Même si cette petite histoire semble anecdotique, elle risque de laisser des traces. Les cas de "mauvaise conduite" sont rares, il soulignent d'autant plus le besoin d'une règlementation ou dans une moindre mesure d'une définition éthique pour les sciences physiques. Je ne vais pas pour le moment m'attaquer à un si gros morceau dans mes chroniques mais je me propose de vous donner rendez-vous bientôt pour une synthèse du rapport du comité, on y verra un peu plus clair (j'espère) sur ce qu'est une "mauvaise conduite" (à partir des détails de l'enquète).
Bref ! A suivre ...
Petite Note
* Les Bell Labs:
La microélectronique, les réseaux, la photonique, le "sans-fils", bref tout ce qui touche de près ou de loin aux télécoms, les Labs en développent des applications.
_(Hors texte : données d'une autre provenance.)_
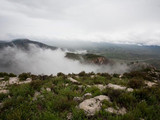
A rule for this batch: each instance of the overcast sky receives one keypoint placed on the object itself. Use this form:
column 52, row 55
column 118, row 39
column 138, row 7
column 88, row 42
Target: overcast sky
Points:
column 119, row 21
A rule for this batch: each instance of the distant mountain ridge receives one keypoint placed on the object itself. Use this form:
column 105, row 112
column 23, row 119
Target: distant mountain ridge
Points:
column 24, row 44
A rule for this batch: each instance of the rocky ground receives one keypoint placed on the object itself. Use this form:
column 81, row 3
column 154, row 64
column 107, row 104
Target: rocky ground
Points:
column 80, row 96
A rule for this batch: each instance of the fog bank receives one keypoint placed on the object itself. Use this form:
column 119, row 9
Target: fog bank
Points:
column 47, row 61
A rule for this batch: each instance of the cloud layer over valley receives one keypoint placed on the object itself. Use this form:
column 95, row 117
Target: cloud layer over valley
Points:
column 47, row 61
column 116, row 21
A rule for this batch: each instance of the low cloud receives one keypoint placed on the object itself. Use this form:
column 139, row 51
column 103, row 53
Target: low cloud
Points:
column 47, row 61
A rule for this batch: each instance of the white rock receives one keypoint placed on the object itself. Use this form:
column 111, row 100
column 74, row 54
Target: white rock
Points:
column 36, row 94
column 48, row 89
column 116, row 87
column 111, row 110
column 150, row 84
column 121, row 111
column 90, row 106
column 13, row 80
column 1, row 105
column 87, row 94
column 93, row 105
column 69, row 116
column 101, row 87
column 73, row 80
column 92, row 76
column 78, row 99
column 130, row 89
column 4, row 91
column 102, row 97
column 28, row 80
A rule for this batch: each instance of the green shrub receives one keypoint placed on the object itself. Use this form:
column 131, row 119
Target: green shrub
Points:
column 136, row 83
column 82, row 74
column 6, row 78
column 24, row 76
column 12, row 75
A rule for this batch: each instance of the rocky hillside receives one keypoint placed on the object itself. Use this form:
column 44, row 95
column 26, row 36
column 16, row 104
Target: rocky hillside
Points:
column 83, row 96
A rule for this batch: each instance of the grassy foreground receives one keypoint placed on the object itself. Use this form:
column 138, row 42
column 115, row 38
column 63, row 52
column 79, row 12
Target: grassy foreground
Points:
column 52, row 97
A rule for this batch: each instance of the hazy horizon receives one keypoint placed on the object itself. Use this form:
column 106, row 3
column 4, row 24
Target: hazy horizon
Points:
column 124, row 22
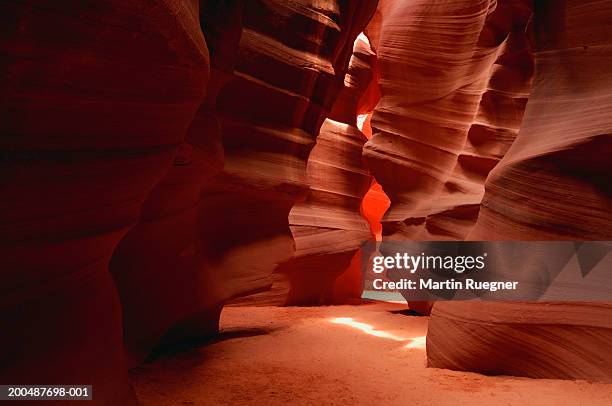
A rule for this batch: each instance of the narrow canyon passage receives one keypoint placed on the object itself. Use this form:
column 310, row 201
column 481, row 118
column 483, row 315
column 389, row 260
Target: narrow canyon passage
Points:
column 335, row 355
column 218, row 202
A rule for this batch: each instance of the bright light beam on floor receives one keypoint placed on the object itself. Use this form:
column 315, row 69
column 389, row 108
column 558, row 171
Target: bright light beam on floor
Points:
column 414, row 342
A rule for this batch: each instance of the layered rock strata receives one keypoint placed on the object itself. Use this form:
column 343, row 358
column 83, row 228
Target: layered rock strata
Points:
column 437, row 130
column 551, row 184
column 285, row 69
column 96, row 99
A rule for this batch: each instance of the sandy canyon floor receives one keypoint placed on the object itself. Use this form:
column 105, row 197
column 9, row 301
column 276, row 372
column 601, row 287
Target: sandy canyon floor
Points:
column 337, row 355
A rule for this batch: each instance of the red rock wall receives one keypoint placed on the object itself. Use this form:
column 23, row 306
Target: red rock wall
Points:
column 283, row 76
column 96, row 99
column 114, row 144
column 442, row 85
column 327, row 226
column 552, row 183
A la pointe dans chaque domaine, ils peuvent compter sur la bienveillance de "Lucent Technologies" qui finance les recherches et exploite ensuite les brevets pour leur commercialisation. Actuellement, la crise des télécoms se répercute sur la recherche, malgré une situation difficile, les labs possèdent un palmarès impressionant: en 1947 John Bardeen, Walter Brattain et. William Shockley y inventent le transistor, en 1958 Arthur L. Schawlow et Charles H. Townes fabriquent le premier Laser, pas moins de six prix Nobel depuis leur création en 1925. Il s'agit bien d'un des grands noms de le recherche internationale, qui se trouve actuellement pris dans la tourmente.
* Projet Manhattan:
C'est le programme américain qui pendant la seconde guerre développa la bombe atomique. A ce moment la, l'implication scientifique des chercheurs est directement lié à leurs oppinions politiques. Pour en savoir plus, une page personnelle trouvé en surfant sur le web: Hiroshima et le projet Manhattan par Jean-Marc Aeschlimann.